I googled for similar posts in the forum and in case the vendor had provided a guide on how to get these to balance without success. I’m out of ideas at this point.

No alarms were triggered on the system since it was deployed and SOC never got below 12%.

Would it be possible to receive some advice on how to achieve proper balancing on the cells? Thank you.

Best regards,

Cut off means the battery has gone into or will go into protection. You should never charge it to there unless you want tripping.

You also need to be slightly lower to allow the bms to bring high cells under control before hitting the cut off. The battery itself only requests 54.7v. so it also doesn’t want to get to the cut off voltage. This is normal behaviour.

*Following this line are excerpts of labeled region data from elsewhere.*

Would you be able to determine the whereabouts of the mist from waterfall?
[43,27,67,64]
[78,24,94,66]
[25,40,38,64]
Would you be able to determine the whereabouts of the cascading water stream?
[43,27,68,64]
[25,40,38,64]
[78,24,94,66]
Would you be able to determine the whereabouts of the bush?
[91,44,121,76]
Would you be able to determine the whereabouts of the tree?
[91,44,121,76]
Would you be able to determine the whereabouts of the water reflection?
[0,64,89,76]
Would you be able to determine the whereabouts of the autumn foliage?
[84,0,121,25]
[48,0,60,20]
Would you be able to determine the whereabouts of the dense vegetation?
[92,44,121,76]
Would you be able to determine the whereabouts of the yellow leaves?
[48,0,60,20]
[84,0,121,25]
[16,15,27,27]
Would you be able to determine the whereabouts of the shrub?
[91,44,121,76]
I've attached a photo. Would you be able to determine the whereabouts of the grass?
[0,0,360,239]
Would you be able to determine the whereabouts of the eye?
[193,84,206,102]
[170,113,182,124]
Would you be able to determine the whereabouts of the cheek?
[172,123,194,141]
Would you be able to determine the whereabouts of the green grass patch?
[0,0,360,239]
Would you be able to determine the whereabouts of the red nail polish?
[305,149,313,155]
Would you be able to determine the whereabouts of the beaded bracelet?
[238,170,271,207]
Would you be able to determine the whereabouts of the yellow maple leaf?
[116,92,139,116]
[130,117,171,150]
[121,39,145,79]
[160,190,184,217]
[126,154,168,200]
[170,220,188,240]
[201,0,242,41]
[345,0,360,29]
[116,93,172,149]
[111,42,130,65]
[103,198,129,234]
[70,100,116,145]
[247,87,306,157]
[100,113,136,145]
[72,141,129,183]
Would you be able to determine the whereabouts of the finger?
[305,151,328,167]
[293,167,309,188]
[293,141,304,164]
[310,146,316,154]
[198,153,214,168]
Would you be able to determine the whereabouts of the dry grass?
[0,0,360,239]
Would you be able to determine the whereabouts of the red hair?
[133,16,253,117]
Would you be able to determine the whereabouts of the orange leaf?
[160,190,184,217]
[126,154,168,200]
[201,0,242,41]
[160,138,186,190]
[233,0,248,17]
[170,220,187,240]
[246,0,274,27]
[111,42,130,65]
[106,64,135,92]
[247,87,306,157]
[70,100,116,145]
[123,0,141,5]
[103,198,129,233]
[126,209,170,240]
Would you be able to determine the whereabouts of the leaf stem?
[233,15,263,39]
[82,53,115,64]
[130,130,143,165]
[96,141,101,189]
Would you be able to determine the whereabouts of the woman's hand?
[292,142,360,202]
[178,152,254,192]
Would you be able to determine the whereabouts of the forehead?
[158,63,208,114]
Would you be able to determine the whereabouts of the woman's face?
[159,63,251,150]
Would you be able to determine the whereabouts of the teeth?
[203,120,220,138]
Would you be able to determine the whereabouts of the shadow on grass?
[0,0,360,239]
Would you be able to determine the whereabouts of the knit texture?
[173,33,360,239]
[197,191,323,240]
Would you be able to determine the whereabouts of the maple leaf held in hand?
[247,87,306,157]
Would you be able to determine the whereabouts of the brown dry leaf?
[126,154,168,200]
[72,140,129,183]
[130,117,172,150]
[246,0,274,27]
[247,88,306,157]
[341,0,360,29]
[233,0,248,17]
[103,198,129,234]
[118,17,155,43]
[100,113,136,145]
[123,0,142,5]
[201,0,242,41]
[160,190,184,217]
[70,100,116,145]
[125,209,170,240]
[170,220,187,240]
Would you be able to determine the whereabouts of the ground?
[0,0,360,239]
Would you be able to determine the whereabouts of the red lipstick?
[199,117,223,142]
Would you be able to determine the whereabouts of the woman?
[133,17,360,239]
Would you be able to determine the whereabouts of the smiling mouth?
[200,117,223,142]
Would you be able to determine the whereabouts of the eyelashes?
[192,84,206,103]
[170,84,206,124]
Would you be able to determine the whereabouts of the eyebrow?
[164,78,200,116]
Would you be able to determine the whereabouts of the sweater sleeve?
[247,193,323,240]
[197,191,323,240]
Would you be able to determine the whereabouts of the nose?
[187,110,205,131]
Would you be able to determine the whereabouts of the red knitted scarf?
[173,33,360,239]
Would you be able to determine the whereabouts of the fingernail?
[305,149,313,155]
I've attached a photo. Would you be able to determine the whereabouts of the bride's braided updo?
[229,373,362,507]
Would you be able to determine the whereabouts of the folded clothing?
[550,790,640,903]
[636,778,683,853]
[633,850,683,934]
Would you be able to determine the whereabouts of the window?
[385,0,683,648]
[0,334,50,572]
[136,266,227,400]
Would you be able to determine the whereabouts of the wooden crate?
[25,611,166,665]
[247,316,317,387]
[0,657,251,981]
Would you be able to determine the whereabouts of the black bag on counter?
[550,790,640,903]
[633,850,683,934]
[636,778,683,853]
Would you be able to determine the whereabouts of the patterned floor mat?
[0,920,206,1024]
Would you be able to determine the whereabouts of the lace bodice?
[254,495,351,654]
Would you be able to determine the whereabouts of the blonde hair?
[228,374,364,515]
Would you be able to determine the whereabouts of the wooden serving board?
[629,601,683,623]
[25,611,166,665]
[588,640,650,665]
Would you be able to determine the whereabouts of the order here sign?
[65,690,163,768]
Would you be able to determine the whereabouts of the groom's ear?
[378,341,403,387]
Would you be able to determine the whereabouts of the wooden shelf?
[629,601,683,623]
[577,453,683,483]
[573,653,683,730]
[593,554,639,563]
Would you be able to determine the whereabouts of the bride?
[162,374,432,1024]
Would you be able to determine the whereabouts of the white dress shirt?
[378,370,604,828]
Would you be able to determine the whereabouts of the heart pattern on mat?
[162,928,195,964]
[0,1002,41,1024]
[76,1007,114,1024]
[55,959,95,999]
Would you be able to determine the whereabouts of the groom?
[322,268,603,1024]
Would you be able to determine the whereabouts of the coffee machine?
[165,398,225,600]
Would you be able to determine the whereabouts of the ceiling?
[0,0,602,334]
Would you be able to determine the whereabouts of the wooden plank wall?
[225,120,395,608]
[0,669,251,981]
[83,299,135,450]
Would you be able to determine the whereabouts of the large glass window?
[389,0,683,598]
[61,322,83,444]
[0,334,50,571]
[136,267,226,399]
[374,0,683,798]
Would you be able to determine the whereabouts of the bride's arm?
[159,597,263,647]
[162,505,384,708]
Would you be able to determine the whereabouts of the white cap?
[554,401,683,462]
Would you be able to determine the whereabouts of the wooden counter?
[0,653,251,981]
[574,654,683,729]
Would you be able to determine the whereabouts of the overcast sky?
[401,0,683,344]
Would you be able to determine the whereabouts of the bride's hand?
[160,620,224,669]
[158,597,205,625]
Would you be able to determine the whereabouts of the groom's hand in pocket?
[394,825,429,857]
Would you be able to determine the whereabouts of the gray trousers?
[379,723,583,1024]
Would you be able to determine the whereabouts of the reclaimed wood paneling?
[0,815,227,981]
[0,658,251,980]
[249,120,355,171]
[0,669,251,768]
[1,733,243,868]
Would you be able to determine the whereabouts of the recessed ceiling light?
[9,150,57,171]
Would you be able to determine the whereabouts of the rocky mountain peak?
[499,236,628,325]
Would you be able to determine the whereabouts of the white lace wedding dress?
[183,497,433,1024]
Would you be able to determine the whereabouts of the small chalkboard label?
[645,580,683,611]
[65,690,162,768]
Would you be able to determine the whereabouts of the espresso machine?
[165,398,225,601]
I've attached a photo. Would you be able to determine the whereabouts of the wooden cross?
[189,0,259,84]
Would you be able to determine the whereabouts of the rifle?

You do have a really high cell there in comparison to the low one. That is probably why it is not charging higher.
The bms on the batteries are doing a terrible job of keeping the cells under balance.
This can point to a BMS that has low balance current or poorly matched cells, or bad assembly. I don’t know the batteries but this is what I have seen on other makes and models.

How long have you kept them at keep batteries charged (not at 100% that is slightly different) 1 week or 2 weeks? Longer?
That being said, they do have both voltage and current control and the one screen shot there it has requested a lower voltage so maybe the manufacturer has decided its ok as it is.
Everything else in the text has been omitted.